Member of the Washington House of Representatives from the 16th district
- In office January 9, 2017 – January 11, 2021
- Preceded by: Maureen Walsh
- Succeeded by: Mark Klicker

Personal details
- Born: William Richard Jenkin 1956 San Diego, California, U.S.
- Party: Republican
- Alma mater: University of Redlands (BBA)
- Occupation: Businessman, politician

= Bill Jenkin =

American businessman and politician from Washington

William Richard Jenkin (born 1956) is an American politician and businessman from Washington. Jenkin is a former Republican member of Washington House of Representatives for District 16, Position 1, which includes portions of Benton, Columbia, Franklin, and Walla Walla counties from 2017 to 2021.

== Early life ==
Jenkin was born and raised in San Diego, California.

== Education ==
Jenkin earned a bachelor's degree in business management from the University of Redlands.

== Career ==
Jenkin is the owner of Prosser Vineyards and Winery, a winery in Washington.

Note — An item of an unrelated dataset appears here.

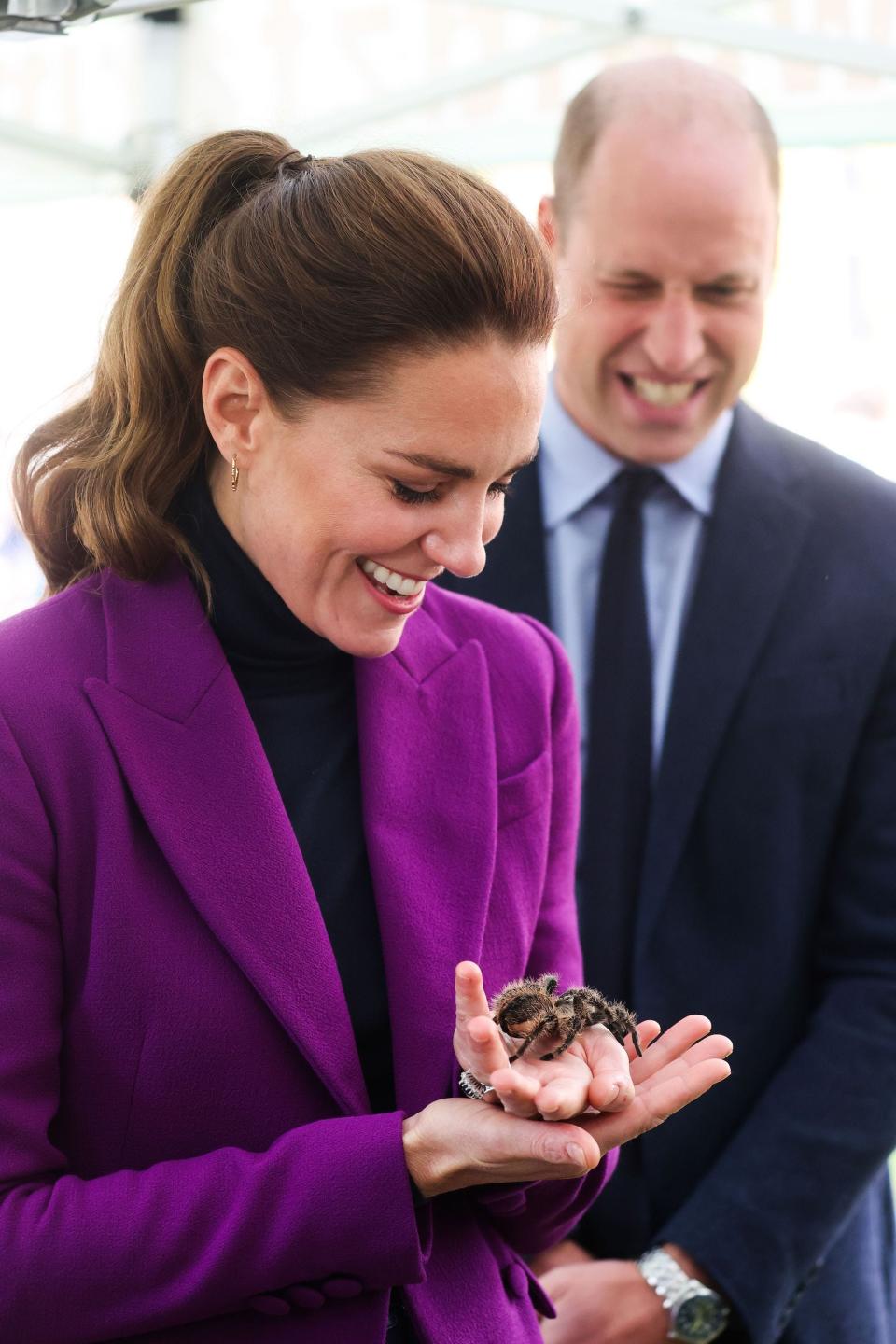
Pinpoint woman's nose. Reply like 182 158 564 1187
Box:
420 517 485 580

On November 8, 2016, Jenkin won the election and became a Republican member of Washington House of Representatives for District 16, Position 1. Jenkin defeated Rebecca Francik with 62.03% of the votes. Jenkin assumed office on January 9, 2017. Jenkin succeeded Maureen Walsh, who was elected to the Washington State Senate.

On November 6, 2018, as an incumbent, Jenkin won the election and continued serving Washington House of Representatives for District 16, Position 1. Jenkin defeated Everett Maroon with 62.66% of the votes.

In November 2019, Jenkin announced that he would not seek re-election in 2020 and would instead run for the Washington State Senate.

== Personal life ==
Jenkin lives in Prosser, Washington.